While sorting through her parents' possessions she comes across a box into which, long ago, her mother placed some seemingly harmless mementoes of her life which she intended that one day, after her death, her daughter should be given. At first Catherine is dismissive of the contents of this "memory box". The items which it preserves - some gull feathers, a necklace, a shell, an address book, a map, a paintbox, a painting, and two art prints - appear inconsequential, and there is no written explanation of the significance which Susannah wanted her daughter to derive from them - of how they connect.

Slowly, however, Catherine is drawn into exploring the meaning of the box, and into an attempt to understand something of the character of the mother she had never known. The story dramatises an idea of the only pressing demand that the dead might possibly wish to make of the living: that somehow, from beyond the grave, they might be able to ignite a spark in the consciousness of someone living, and be restored to memory.

Stated thus baldly the plotline of The Memory Box smacks of romantic cliche; and there is indeed a sense in which one inwardly groans at yet another novel which yearns to uncover the key to the emotional development of an English family through its devastating past secrets. For Margaret Forster's fervent band of admiring readers, this is familiar territory as she has written two highly successful books about her own family, Hidden Lives (1995) and Precious Lives (1997). In the first of these, Forster compared and contrasted the history of three women from her family - her grandmother, her mother, and herself - and tried to fill in the silences and hidden spaces in the two older women's lives. Frustratingly, she left unsolved the most dramatic mystery she posed about her grandmother's life, but these two non-fiction works undoubtedly struck a chord with many readers who possess a similar wish to find out the so-called truth about their family's lives.

But, of course, they can't. Truth is too multifaceted and memory too unreliable. One of the underlying themes of The Memory Box is of the kaleidoscopic nature of memories themselves, of how we sentimentalise them, and of how the moment anyone begins to dissect or interpret a particularly significant or resonant memory it automatically begins to seem less than the sum of its parts.

Catherine Musgrave takes up the challenge of the box and pursues its paltry clues as far as they will take her.

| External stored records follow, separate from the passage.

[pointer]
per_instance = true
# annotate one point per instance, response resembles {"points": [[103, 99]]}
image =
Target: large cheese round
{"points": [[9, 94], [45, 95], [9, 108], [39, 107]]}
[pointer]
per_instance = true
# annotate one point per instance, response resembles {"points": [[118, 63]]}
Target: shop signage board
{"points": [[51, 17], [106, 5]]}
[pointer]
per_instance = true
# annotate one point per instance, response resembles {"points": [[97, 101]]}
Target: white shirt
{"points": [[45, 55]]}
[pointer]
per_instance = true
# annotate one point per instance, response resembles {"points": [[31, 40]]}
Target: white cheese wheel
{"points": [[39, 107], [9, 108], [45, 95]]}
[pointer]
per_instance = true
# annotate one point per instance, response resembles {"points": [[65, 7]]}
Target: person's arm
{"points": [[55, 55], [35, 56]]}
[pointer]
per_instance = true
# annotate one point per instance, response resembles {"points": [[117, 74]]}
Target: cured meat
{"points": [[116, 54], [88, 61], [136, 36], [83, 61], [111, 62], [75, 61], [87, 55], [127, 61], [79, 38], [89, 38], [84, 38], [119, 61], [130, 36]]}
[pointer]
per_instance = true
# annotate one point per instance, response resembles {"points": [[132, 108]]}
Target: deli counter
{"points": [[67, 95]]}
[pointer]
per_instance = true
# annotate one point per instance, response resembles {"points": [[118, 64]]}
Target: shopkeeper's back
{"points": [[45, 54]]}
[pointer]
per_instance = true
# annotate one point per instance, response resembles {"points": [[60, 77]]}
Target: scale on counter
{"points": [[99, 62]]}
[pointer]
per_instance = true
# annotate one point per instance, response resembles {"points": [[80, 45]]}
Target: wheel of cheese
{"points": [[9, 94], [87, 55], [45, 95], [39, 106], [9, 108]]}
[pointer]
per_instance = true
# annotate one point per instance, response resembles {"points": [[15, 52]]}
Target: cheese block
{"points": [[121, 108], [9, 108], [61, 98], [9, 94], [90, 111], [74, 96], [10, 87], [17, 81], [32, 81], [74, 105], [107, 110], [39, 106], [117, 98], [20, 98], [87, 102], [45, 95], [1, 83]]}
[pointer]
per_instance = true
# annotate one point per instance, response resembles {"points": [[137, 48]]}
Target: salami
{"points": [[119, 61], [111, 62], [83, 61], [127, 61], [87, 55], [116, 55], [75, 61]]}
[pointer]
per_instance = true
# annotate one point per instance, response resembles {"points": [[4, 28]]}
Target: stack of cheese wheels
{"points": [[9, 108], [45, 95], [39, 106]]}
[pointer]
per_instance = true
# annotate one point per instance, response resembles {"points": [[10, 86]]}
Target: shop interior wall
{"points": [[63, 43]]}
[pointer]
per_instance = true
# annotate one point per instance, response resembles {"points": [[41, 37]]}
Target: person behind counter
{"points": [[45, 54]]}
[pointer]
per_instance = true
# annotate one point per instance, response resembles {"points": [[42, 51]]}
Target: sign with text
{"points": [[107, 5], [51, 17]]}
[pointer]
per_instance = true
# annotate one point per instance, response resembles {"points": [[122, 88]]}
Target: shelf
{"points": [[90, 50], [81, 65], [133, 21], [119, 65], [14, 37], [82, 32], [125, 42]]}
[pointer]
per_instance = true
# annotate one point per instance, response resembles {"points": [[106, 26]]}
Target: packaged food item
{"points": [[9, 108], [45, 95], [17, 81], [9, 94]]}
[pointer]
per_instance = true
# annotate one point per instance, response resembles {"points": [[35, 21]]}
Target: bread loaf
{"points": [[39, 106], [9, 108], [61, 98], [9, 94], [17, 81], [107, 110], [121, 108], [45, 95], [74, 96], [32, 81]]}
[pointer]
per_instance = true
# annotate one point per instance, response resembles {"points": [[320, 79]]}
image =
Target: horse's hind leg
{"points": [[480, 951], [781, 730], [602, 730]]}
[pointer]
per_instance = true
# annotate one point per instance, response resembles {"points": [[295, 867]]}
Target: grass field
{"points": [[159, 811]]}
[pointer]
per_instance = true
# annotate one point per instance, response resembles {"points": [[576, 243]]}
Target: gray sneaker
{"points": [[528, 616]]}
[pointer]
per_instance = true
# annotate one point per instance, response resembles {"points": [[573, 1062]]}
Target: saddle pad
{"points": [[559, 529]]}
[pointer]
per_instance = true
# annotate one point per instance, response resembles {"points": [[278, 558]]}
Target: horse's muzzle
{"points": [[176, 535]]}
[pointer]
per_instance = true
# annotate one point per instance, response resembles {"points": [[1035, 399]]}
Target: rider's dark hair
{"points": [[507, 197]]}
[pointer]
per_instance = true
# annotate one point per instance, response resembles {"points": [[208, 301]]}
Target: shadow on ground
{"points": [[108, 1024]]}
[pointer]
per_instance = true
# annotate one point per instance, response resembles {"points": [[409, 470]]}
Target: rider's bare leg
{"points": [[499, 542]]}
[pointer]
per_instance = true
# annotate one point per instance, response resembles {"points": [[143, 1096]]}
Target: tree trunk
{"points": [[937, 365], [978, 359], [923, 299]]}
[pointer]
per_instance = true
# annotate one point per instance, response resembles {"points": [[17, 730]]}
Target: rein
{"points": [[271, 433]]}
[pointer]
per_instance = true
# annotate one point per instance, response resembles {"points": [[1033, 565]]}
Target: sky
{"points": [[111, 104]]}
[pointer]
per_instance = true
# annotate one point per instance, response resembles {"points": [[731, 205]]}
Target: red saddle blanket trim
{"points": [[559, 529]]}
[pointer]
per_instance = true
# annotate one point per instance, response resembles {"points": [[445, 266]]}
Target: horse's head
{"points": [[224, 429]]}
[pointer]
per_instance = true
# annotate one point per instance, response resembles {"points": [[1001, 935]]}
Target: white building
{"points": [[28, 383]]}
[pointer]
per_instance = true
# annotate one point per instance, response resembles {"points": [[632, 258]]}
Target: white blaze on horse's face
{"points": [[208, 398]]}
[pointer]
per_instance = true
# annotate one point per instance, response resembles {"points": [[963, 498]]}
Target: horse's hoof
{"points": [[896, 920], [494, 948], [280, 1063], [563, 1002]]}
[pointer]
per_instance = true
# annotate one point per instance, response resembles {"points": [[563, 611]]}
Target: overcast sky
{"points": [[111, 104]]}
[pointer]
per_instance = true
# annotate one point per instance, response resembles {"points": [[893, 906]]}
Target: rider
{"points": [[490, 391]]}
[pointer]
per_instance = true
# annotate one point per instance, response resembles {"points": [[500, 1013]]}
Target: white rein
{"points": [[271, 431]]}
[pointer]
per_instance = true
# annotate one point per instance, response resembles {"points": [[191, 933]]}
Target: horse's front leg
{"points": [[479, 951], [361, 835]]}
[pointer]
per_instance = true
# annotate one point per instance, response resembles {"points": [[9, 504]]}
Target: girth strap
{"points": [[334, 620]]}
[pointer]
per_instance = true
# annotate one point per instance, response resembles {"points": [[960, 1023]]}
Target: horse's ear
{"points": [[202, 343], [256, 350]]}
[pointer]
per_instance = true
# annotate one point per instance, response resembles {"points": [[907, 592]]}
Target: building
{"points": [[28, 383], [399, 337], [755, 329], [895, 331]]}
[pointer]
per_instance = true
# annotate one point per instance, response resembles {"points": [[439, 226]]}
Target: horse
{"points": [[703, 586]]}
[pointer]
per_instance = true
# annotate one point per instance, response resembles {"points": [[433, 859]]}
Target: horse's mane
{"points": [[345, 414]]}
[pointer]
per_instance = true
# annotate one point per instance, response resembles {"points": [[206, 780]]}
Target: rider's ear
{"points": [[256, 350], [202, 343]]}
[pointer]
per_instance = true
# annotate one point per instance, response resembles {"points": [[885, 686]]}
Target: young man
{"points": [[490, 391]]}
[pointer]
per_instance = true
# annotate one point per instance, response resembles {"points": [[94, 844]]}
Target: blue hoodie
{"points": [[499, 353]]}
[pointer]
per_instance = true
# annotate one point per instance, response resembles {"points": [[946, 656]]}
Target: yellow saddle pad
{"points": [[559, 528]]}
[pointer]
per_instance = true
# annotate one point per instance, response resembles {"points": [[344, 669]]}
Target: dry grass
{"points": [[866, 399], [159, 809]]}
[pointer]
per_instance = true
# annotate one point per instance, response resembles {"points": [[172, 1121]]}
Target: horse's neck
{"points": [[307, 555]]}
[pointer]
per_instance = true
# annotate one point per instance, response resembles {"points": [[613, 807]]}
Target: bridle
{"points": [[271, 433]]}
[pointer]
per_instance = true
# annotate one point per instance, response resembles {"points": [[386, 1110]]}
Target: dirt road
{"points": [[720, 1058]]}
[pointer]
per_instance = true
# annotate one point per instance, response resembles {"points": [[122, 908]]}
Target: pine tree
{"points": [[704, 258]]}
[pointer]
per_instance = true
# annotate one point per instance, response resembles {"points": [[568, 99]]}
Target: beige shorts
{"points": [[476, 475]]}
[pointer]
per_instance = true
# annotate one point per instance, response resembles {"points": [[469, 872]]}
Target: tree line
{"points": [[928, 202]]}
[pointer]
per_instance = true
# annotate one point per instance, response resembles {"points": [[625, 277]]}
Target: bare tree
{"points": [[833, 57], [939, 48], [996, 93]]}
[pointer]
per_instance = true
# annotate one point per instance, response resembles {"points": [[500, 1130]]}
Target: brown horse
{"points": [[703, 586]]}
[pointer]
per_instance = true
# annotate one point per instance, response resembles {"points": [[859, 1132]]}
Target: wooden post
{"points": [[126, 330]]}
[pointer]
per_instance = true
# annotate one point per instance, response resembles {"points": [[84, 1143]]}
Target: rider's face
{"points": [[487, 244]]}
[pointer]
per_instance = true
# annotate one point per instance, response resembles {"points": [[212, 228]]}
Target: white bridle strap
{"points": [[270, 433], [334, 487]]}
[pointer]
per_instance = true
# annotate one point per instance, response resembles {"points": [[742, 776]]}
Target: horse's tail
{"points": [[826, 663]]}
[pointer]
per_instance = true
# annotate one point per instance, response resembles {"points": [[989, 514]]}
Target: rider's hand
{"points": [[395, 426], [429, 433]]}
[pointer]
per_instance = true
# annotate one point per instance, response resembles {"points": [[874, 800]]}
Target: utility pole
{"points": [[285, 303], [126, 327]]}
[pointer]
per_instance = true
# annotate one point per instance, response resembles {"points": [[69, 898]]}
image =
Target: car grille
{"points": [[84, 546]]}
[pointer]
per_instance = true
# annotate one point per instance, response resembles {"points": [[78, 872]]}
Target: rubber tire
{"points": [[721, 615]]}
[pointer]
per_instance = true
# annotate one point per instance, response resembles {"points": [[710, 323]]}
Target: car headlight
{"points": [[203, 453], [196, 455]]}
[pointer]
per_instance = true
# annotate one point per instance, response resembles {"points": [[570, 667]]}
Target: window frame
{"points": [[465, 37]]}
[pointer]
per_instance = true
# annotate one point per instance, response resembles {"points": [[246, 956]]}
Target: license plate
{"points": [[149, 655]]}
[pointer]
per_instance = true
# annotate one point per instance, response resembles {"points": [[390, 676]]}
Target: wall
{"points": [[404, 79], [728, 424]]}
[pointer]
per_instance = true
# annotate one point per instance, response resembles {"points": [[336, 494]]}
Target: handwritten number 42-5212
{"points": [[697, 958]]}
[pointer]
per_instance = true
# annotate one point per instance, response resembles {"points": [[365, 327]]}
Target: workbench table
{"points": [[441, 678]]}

She travels as far as the West Indies at one stage, seeking to identify one of the places named in her mother's address book, and having found it she is eventually able to pinpoint a holiday her mother once took there with a man she loved but wouldn't marry. The discovery illuminates another experience of her mother's short life, but in the end, having examined all the traces, Catherine is left with as many questions about Susannah as answers. It would have been so easy for Margaret Forster to invent some melodramatic revelation which would have turned Catherine's life upside down, but instead she opts for a quieter resolution in which the box is seen to have served some purpose in bringing Catherine's dead mother briefly to life, enabling the daughter to confront, once and for all, something of the truth about her mother's past, before moving on.

This provides a necessarily anti-climactic ending, and in less experienced hands it might have proved a disappointment. But the simple clarity and directness of Forster's writing in this, her 19th novel help to give the book a powerful emotional realism which leaves its mark on the reader's mind as strongly as any dramatic incident.